Quote Originally Posted by Algeh View Post
And then that can in turn be extended with further similar lines to bisect the plane in a new way that narrows your search space from an 8th to a 16th, and so on. It'd probably be easiest to specify where the lines should be using radians, since that system is basically set up to divide circles up nicely, but it could be done with slopes and lines of the form y=mx as well. (All of those would pass through the origin, and you just keep adjusting your m to get the new slopes at the different angles.)

The first few steps of the algorithm would be:

Is the point a solution to x>0? (this answer determines if it's in combined Q1 and Q4, or combined Q2 and Q3)

Is the point a solution to y>0? (this answer determines if it's in combined Q1 and Q2, or combined Q3 and Q4)

At this point, we know which quadrant it's in.
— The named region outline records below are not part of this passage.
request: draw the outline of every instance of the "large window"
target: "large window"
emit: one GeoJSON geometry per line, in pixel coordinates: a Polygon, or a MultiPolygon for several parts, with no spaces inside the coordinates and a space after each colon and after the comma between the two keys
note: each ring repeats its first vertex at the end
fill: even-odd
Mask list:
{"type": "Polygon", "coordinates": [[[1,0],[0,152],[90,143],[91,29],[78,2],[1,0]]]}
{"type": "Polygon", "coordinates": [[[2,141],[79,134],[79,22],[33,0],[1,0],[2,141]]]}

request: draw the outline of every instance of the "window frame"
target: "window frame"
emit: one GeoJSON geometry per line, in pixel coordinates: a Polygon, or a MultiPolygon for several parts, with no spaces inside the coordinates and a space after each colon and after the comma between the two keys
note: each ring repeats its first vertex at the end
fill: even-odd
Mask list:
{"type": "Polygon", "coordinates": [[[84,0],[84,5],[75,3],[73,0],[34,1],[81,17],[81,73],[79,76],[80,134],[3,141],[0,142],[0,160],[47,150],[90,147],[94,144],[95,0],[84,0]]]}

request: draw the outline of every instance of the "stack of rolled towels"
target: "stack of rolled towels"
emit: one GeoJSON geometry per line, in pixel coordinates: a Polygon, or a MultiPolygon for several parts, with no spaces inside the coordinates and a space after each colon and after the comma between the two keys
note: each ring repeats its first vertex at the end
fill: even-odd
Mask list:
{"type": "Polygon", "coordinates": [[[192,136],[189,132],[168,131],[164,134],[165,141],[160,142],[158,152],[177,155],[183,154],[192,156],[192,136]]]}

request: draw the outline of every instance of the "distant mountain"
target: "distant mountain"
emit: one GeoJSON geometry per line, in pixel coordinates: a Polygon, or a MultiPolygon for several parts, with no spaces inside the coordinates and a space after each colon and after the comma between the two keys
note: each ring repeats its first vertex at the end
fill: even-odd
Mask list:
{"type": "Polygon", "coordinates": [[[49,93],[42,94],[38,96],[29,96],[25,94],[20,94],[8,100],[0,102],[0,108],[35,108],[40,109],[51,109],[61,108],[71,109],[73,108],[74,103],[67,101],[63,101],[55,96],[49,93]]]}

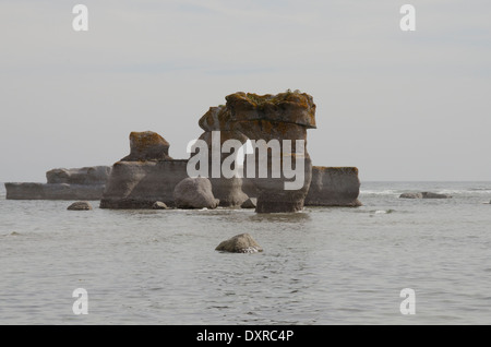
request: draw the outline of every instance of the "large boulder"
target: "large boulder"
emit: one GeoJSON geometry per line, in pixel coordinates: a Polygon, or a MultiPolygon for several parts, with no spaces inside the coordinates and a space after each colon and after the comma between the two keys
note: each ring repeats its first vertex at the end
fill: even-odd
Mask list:
{"type": "Polygon", "coordinates": [[[73,169],[52,169],[46,172],[48,184],[106,184],[110,166],[92,166],[73,169]]]}
{"type": "Polygon", "coordinates": [[[360,179],[356,167],[312,167],[306,206],[361,206],[360,179]]]}
{"type": "Polygon", "coordinates": [[[130,155],[121,161],[171,160],[169,143],[153,131],[130,133],[130,155]]]}
{"type": "Polygon", "coordinates": [[[173,201],[178,208],[216,208],[218,201],[213,195],[207,178],[185,178],[173,190],[173,201]]]}
{"type": "Polygon", "coordinates": [[[452,199],[447,194],[438,194],[431,192],[416,192],[416,193],[403,193],[399,195],[400,199],[452,199]]]}
{"type": "Polygon", "coordinates": [[[262,247],[249,234],[236,235],[220,242],[215,250],[231,253],[256,253],[263,251],[262,247]]]}

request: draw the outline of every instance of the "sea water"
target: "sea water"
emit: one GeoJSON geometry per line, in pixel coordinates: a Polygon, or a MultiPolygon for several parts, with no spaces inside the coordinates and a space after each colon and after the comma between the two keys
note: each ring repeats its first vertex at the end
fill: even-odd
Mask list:
{"type": "Polygon", "coordinates": [[[491,182],[362,182],[359,199],[295,214],[73,212],[5,200],[0,184],[0,324],[491,323],[491,182]],[[398,198],[421,191],[453,199],[398,198]],[[215,251],[242,232],[264,251],[215,251]],[[77,288],[87,314],[74,314],[77,288]]]}

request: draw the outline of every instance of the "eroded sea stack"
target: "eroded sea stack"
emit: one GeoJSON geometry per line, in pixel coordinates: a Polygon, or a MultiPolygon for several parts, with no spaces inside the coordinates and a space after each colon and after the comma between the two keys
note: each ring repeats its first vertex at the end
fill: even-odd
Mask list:
{"type": "Polygon", "coordinates": [[[5,183],[9,200],[100,200],[111,168],[52,169],[47,183],[5,183]]]}

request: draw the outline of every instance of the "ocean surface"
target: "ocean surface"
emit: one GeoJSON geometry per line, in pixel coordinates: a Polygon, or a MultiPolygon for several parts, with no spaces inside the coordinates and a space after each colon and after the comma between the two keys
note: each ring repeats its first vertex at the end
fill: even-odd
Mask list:
{"type": "Polygon", "coordinates": [[[70,212],[0,184],[0,324],[491,324],[491,182],[362,182],[359,199],[70,212]],[[398,198],[412,191],[453,199],[398,198]],[[264,252],[215,251],[242,232],[264,252]],[[77,288],[88,314],[73,313],[77,288]]]}

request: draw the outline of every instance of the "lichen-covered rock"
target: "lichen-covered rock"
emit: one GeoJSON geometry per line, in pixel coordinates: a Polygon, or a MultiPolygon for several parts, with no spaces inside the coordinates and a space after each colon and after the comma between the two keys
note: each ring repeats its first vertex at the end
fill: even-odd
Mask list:
{"type": "Polygon", "coordinates": [[[77,201],[68,206],[69,211],[92,211],[92,205],[87,201],[77,201]]]}
{"type": "Polygon", "coordinates": [[[403,193],[400,199],[452,199],[448,194],[438,194],[432,192],[403,193]]]}
{"type": "Polygon", "coordinates": [[[236,235],[223,241],[215,250],[231,253],[256,253],[263,251],[262,247],[249,234],[236,235]]]}
{"type": "Polygon", "coordinates": [[[216,208],[212,183],[207,178],[185,178],[173,190],[173,201],[178,208],[216,208]]]}
{"type": "MultiPolygon", "coordinates": [[[[286,92],[277,95],[256,95],[235,93],[226,97],[228,112],[218,112],[229,118],[229,128],[239,131],[250,140],[280,144],[279,153],[267,152],[266,158],[255,156],[255,166],[267,167],[267,178],[250,178],[258,192],[258,213],[297,212],[303,208],[311,178],[312,164],[307,152],[307,129],[315,128],[315,104],[308,94],[286,92]],[[291,146],[285,147],[284,140],[290,140],[291,146]],[[303,141],[303,148],[297,148],[296,141],[303,141]],[[283,163],[301,160],[304,170],[300,187],[287,190],[285,182],[289,179],[279,172],[273,177],[273,157],[278,155],[283,163]]],[[[224,116],[224,118],[225,118],[224,116]]],[[[218,116],[217,116],[218,117],[218,116]]],[[[219,123],[219,122],[218,122],[219,123]]],[[[248,155],[249,157],[251,155],[248,155]]]]}
{"type": "Polygon", "coordinates": [[[361,206],[360,179],[356,167],[312,167],[306,206],[361,206]]]}
{"type": "Polygon", "coordinates": [[[130,155],[121,161],[170,160],[169,143],[153,131],[130,133],[130,155]]]}

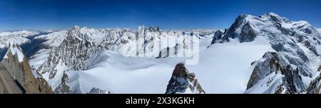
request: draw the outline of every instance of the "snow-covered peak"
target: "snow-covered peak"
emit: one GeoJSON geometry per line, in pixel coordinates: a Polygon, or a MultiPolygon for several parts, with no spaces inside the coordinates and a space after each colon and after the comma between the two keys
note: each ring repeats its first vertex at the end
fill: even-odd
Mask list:
{"type": "Polygon", "coordinates": [[[8,58],[9,55],[17,55],[19,63],[24,62],[24,53],[22,53],[22,49],[16,44],[10,44],[10,47],[8,49],[4,58],[8,58]]]}

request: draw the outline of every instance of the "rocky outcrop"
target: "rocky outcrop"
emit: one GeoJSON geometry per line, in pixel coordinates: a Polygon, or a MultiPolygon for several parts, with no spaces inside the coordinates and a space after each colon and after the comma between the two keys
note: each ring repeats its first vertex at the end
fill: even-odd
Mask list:
{"type": "MultiPolygon", "coordinates": [[[[321,66],[319,67],[317,71],[320,71],[321,66]]],[[[307,89],[307,94],[320,94],[321,92],[321,74],[313,79],[310,83],[307,89]]]]}
{"type": "Polygon", "coordinates": [[[195,74],[189,72],[183,63],[176,65],[172,77],[167,85],[165,94],[176,93],[205,93],[198,83],[195,74]]]}
{"type": "Polygon", "coordinates": [[[71,87],[67,84],[68,80],[68,75],[63,72],[63,77],[61,77],[61,82],[56,87],[54,92],[56,94],[68,94],[71,91],[71,87]]]}
{"type": "Polygon", "coordinates": [[[302,93],[306,89],[299,74],[300,67],[293,69],[277,53],[265,53],[256,61],[245,93],[302,93]],[[262,87],[266,85],[266,87],[262,87]],[[260,87],[261,91],[255,91],[260,87]]]}
{"type": "Polygon", "coordinates": [[[111,91],[102,90],[99,88],[93,87],[88,94],[111,94],[111,91]]]}
{"type": "Polygon", "coordinates": [[[34,73],[17,45],[11,45],[1,63],[12,77],[24,87],[26,93],[53,93],[47,82],[39,74],[34,73]]]}

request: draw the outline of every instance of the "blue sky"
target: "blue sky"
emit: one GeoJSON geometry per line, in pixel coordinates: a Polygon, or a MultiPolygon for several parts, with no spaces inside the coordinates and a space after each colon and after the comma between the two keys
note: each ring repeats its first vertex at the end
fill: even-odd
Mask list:
{"type": "Polygon", "coordinates": [[[275,12],[321,28],[320,0],[1,0],[0,31],[159,26],[225,28],[240,14],[275,12]]]}

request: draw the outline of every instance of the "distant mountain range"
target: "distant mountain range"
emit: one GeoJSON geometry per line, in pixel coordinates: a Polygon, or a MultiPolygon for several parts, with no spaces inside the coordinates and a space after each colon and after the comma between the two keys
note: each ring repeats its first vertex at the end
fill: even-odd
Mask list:
{"type": "MultiPolygon", "coordinates": [[[[14,58],[8,52],[19,48],[32,73],[50,85],[39,85],[51,88],[41,93],[315,94],[321,85],[320,34],[320,28],[307,21],[274,13],[241,14],[229,28],[220,30],[75,26],[0,33],[0,60],[8,64],[8,57],[14,58]],[[185,36],[184,41],[153,50],[160,36],[177,35],[185,36]],[[188,41],[191,37],[200,41],[188,41]],[[187,58],[177,57],[177,50],[192,44],[199,44],[198,63],[182,63],[187,58]]],[[[5,68],[12,68],[9,65],[5,68]]]]}

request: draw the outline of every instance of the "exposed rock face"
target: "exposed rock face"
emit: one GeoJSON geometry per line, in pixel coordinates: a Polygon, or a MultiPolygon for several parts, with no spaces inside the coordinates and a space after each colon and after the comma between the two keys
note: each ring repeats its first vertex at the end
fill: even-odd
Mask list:
{"type": "Polygon", "coordinates": [[[293,69],[284,57],[266,53],[255,66],[245,93],[302,93],[307,86],[299,74],[300,66],[293,69]],[[256,87],[260,87],[261,91],[256,87]]]}
{"type": "Polygon", "coordinates": [[[61,77],[61,82],[54,91],[56,94],[68,94],[71,91],[71,87],[67,85],[69,77],[68,75],[63,72],[63,75],[61,77]]]}
{"type": "Polygon", "coordinates": [[[75,26],[67,32],[62,43],[53,50],[39,71],[42,74],[50,72],[49,79],[52,79],[58,66],[68,66],[68,68],[65,70],[82,70],[90,55],[99,49],[100,47],[86,33],[83,33],[79,27],[75,26]]]}
{"type": "Polygon", "coordinates": [[[250,23],[247,22],[242,28],[241,33],[240,34],[240,43],[251,42],[254,40],[255,37],[255,31],[251,27],[250,23]]]}
{"type": "Polygon", "coordinates": [[[111,94],[109,90],[102,90],[99,88],[93,87],[88,94],[111,94]]]}
{"type": "Polygon", "coordinates": [[[189,72],[183,63],[176,65],[172,77],[167,85],[165,94],[176,93],[205,93],[195,78],[195,74],[189,72]]]}
{"type": "Polygon", "coordinates": [[[220,30],[216,31],[215,33],[214,33],[214,36],[213,36],[213,40],[212,40],[212,42],[210,44],[214,44],[214,43],[215,43],[215,41],[217,40],[221,39],[223,35],[223,33],[221,32],[220,30]]]}
{"type": "Polygon", "coordinates": [[[11,45],[1,63],[12,77],[24,87],[26,93],[53,93],[47,82],[39,74],[34,74],[19,46],[11,45]]]}

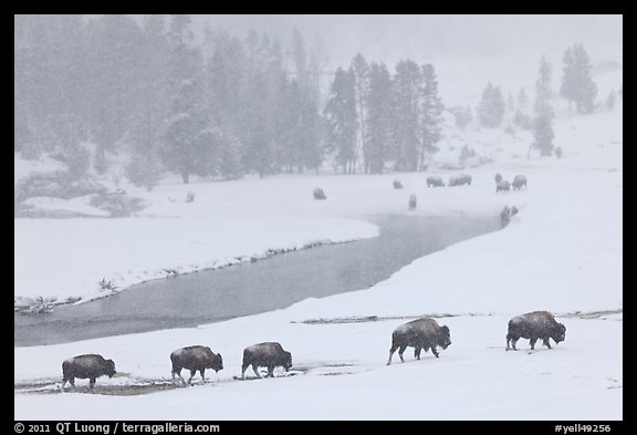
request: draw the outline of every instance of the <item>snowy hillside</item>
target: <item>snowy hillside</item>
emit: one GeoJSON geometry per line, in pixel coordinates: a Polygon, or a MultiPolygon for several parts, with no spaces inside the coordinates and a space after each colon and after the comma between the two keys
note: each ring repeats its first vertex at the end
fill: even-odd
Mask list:
{"type": "MultiPolygon", "coordinates": [[[[424,174],[400,175],[406,186],[400,191],[391,189],[395,175],[275,177],[157,187],[147,196],[153,206],[128,219],[130,224],[112,225],[152,222],[159,219],[157,216],[181,216],[175,221],[188,225],[206,219],[230,222],[249,216],[254,220],[250,227],[259,220],[275,228],[285,216],[299,225],[307,222],[297,227],[300,236],[312,235],[297,239],[304,242],[330,237],[328,232],[320,234],[318,221],[343,217],[363,221],[368,215],[407,213],[411,191],[422,205],[417,211],[421,215],[491,215],[504,205],[515,205],[520,213],[502,231],[427,256],[365,291],[311,299],[285,310],[199,328],[17,348],[14,417],[623,418],[622,112],[560,117],[555,131],[555,143],[564,149],[562,159],[501,158],[467,169],[474,183],[462,188],[427,189],[424,174]],[[495,172],[508,179],[525,174],[529,188],[497,195],[495,172]],[[326,201],[311,199],[311,189],[318,185],[327,195],[326,201]],[[189,208],[168,200],[168,196],[185,198],[189,189],[196,193],[189,208]],[[318,219],[314,227],[310,217],[318,219]],[[536,309],[556,313],[566,325],[566,341],[551,351],[537,344],[534,352],[528,352],[528,341],[521,340],[519,352],[505,352],[507,321],[536,309]],[[606,313],[586,315],[602,311],[606,313]],[[426,353],[422,361],[415,362],[408,350],[405,364],[395,355],[394,364],[386,366],[393,329],[410,317],[427,313],[453,315],[438,319],[449,325],[452,344],[441,351],[440,359],[426,353]],[[377,320],[346,320],[369,315],[377,320]],[[302,323],[316,319],[323,321],[302,323]],[[290,350],[294,366],[289,375],[295,375],[233,381],[232,376],[240,375],[243,348],[260,341],[280,341],[290,350]],[[196,377],[195,386],[174,390],[168,355],[174,349],[196,343],[220,352],[224,370],[209,373],[205,386],[196,377]],[[61,361],[90,352],[112,358],[119,372],[112,380],[100,379],[97,394],[86,395],[82,381],[76,393],[24,392],[38,387],[58,392],[61,361]],[[118,395],[126,389],[150,394],[118,395]],[[223,400],[216,401],[215,406],[192,406],[209,401],[210,394],[223,400]],[[247,396],[260,405],[247,406],[247,396]],[[422,401],[426,406],[420,405],[422,401]],[[316,407],[316,403],[322,406],[316,407]]],[[[69,222],[46,222],[58,228],[51,232],[72,231],[69,222]]],[[[98,222],[111,225],[108,220],[98,222]]],[[[338,228],[344,228],[342,224],[338,221],[338,228]]],[[[27,273],[28,266],[44,262],[43,257],[33,258],[38,256],[36,244],[31,249],[18,246],[43,225],[17,220],[17,265],[23,265],[17,269],[17,291],[23,288],[27,292],[34,279],[27,273]],[[27,257],[30,261],[24,260],[27,257]]],[[[286,221],[283,226],[291,225],[286,221]]],[[[246,228],[248,225],[229,225],[222,232],[229,240],[243,240],[236,231],[243,234],[246,228]]],[[[373,236],[373,228],[367,228],[361,224],[352,227],[351,234],[373,236]]],[[[105,230],[87,228],[85,234],[95,237],[97,245],[125,244],[130,249],[125,239],[113,240],[105,230]]],[[[96,258],[82,251],[71,260],[49,257],[49,261],[60,268],[59,277],[73,277],[64,269],[65,263],[90,270],[96,258]]],[[[69,294],[55,277],[48,282],[51,294],[69,294]]]]}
Then ask if it's a solution to y>x (if it's determined to be in Q1 or Q3) or y>-x (if it's in Q2 or Q4). You've now narrowed it down to an 8th of the space, or half a quadrant.

Then ask about the similarly appropriate y>mx to bisect your 8th to get a 16th, and so on.
Yeah, and that is sort of good and not obvious either, but it still leaves you with an infinitly long line to find the point along, and the far end doesn't reduce to a line before you reach infinite accuracy in rotation.